Occlusion Culling using HiZ test: optimization question.

Hi guys, hope you have a good day!

I have implemented occlusion culling via ‘transform feedback’ using HiZ map builded from reprojected previous frame.

It is working fine, so I’m glad with results.

But one case produse interesting result:

If the scene have two cubes: one before other and camera can see only the nearest one, then the hidden one is not rejected by the algorithm.

I understand the reason:
The building of HiZ map select biggest depth for each pixel from previous mipmap level. As a result high levels of mipmap have more deep area then previouses.
For occluding test shader select high level of ‘HiZ’ mipmap (3x2 or like that), because hided cube have big size on the sceen frame.

Thus the algorithm is working ok.

See screenshot:

  • selected frame rounded by the green line is a basic layer on HiZ mapmap.
  • selected frame rounded by the red line is a high level of Hiz mipmap.
    So it is demonstrating the fact of hidden cube is not covered by depth map of the selected layer.

HiZ

But one cube is definitely hidden by the other.
May be it exists some cheap solution to avoid render hidden items like that?

Thank you for any help!

Is there possibility to know if object visible after frame has rendered without using transform feedback?

That’s what Occlusion queries are for. There are other ways, but this is probably the simplest.

Hm…
The scene contains several thousands objects, and I have no idea how can I do that without transform feedback and geometry shader.

But it seems I found some interesting thing: Coherent Hierarchical Culling.
And I have another question: It is good idea implement octree computation with frustum culling in the Compute Shader? I mean the influence to main pipeline computation.

Occlusion queries with Conditional Rendering would work, but might not perform as well as you’d like for thousands of objects.

Let me ask you this. Are you using a 1x1 Hi-Z sample to test for occlusion, or are you testing a 2x2 sample? (See this post by rastergrid; in particular, this figure). That’ll help but won’t resolve problems in all cases if you’re only checking one level, of course.

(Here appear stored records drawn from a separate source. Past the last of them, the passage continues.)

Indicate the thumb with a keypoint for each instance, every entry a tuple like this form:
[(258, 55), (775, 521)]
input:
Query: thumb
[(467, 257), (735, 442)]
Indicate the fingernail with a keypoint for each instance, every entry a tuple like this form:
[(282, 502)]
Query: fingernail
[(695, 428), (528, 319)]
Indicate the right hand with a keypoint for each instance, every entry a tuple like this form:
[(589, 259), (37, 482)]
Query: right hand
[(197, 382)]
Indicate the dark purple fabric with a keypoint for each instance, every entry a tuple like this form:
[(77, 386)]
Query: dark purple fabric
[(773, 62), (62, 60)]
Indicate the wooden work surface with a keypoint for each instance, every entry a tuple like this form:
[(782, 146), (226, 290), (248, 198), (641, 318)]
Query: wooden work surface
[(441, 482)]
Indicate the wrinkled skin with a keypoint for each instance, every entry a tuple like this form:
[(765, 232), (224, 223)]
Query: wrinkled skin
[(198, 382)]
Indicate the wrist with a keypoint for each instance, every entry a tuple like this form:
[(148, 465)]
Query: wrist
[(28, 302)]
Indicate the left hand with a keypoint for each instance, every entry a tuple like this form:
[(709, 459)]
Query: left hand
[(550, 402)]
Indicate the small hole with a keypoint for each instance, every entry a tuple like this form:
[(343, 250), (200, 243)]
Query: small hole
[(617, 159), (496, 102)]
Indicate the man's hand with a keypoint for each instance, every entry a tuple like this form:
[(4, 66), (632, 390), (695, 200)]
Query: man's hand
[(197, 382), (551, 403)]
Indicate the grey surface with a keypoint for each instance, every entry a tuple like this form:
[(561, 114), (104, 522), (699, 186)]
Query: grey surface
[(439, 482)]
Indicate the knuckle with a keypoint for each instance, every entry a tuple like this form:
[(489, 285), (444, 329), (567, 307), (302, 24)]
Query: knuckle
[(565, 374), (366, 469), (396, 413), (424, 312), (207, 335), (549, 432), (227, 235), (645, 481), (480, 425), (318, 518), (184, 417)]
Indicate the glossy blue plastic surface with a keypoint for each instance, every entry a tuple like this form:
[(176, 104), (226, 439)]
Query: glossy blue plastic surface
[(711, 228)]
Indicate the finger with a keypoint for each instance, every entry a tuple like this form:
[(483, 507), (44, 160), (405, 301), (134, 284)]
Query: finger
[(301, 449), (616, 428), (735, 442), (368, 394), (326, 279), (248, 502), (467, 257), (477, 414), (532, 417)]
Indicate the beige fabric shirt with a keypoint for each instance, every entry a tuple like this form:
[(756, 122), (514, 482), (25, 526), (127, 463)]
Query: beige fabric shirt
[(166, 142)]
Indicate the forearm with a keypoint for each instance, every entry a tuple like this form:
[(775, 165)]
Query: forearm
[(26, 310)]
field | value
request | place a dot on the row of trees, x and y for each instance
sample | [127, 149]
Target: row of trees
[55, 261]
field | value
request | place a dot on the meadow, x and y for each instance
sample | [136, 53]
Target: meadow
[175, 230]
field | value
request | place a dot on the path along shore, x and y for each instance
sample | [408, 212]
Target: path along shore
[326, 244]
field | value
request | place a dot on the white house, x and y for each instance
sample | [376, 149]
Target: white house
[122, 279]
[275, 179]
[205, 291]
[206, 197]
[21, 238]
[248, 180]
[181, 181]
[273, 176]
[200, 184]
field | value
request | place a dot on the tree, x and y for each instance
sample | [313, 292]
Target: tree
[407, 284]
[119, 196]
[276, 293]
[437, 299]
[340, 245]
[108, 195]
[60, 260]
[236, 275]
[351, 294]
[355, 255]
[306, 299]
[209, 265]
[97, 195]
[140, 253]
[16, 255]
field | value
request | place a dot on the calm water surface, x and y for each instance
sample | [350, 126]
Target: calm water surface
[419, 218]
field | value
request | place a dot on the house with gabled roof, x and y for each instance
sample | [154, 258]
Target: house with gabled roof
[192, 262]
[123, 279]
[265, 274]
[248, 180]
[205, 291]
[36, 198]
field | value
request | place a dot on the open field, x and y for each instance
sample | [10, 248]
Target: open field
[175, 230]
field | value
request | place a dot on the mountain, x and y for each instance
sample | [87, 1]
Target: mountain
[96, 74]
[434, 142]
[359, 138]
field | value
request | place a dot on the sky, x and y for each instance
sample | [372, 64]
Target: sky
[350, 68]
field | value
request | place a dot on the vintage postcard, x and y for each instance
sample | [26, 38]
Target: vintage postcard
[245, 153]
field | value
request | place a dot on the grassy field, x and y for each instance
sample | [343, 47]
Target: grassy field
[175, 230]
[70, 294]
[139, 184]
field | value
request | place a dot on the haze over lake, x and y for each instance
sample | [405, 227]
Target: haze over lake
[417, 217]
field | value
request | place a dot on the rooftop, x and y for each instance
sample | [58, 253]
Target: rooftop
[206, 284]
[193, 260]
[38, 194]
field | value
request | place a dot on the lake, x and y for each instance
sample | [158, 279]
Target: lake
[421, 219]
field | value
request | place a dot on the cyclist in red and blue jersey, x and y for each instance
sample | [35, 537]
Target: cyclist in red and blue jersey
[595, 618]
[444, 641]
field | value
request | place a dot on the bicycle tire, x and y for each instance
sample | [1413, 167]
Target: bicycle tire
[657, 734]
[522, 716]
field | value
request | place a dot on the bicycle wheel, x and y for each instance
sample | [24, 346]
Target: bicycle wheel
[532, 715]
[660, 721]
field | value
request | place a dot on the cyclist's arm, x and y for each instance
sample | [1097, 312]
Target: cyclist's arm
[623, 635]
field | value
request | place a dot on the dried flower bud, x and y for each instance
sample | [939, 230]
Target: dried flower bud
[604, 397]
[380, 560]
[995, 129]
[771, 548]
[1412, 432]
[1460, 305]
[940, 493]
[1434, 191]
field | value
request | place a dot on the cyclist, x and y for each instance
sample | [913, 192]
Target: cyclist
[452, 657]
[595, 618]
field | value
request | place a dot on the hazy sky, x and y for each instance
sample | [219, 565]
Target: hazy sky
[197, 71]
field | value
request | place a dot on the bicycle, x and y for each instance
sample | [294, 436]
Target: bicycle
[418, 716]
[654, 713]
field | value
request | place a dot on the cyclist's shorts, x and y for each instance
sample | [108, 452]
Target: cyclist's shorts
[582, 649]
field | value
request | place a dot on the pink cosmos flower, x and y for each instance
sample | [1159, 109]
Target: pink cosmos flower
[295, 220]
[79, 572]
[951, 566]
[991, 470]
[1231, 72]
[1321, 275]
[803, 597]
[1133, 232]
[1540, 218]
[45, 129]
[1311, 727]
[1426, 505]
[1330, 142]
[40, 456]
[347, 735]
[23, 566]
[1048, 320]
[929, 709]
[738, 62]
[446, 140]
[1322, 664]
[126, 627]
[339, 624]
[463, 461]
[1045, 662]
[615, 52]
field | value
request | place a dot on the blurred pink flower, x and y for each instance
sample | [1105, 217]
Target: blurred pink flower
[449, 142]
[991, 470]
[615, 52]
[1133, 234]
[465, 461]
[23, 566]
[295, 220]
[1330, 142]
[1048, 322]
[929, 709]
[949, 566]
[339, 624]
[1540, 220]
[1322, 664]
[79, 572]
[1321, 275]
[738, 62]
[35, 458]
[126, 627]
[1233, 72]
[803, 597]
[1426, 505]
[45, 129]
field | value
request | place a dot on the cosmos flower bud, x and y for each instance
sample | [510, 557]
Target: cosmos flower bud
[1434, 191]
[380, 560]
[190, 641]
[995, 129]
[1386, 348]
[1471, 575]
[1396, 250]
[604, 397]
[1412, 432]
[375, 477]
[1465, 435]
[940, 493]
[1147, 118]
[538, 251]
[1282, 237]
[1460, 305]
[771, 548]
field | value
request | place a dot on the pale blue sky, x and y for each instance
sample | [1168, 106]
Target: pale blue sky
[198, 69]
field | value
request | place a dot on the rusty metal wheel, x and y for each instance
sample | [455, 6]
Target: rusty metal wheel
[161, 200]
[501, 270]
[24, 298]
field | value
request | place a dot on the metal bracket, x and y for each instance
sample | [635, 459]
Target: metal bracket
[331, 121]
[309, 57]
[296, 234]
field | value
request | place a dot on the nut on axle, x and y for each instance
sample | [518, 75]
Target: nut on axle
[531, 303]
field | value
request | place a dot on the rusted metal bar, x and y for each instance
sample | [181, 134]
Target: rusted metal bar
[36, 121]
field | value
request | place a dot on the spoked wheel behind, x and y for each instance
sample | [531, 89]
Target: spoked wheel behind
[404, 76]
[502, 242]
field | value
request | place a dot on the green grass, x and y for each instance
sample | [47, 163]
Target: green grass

Alternatively, if the case you’re testing failing because the Hi-Z texels you are testing pull in “far” pixels which are around the cube in screen space? In the general case, you’d like to walk down the Hi-Z MIP levels until you resolve whether or not the object you’re considering is occluded. Depending on where that lies relative to the Hi-Z pixels, that might be a few levels down from the level where you’d ideally like to test.

I’m using 2x2 sample, exactly as does it article’s author.
The culling is working correctly and there is no better solution without performance overhead.

I loaded huge scene and realized OC is not bottleneck at all.
There are too many objects go through OC query and through Cascade Shadow Mapping.
I thing I have to implements Coherent Hierarchical Culling.

PS: Photon, thank you very much!

I have a annoying bug:

My scene have 3 batches of items. Every batch based on own Mesh.
I render those batches using glDrawElementsInstanced.

There is frustum culling with transform feedback.

I have wrong result after 1st step - render instanceIds of visible objects to the same SSBO for all meshes.

It is working correctly if frustum see at least one object from 1st batch.
In that way SSBO contains correct instanceIds.

But if the frustum does not contain any object from 1st batch, then SSBO contains trash.

Thus, if 1st glDrawElementsInstanced renders nothing, then SSBO became filled by trash.

Have no idea what to do with that.

Maybe I should initialize SSBO with first value or something like that?

Thank you for any help.

For us to be able to help you, you need to describe a more detail how your frustum culling pass and draw pass are intended to work.

One way to do what you’re talking about is to do a cull pass for all models instanced from a single, shared mesh. The output of the pass is: 1) a list of per-instance data in a buffer object, 2) the number of instances (the number of instances can be captured to a buffer object using ARB_query_buffer_object, among others). Then when you issue the subsequent draw call for those instances, you can feed that primitive count into the draw call using (for instance) ARB_indirect_parameters.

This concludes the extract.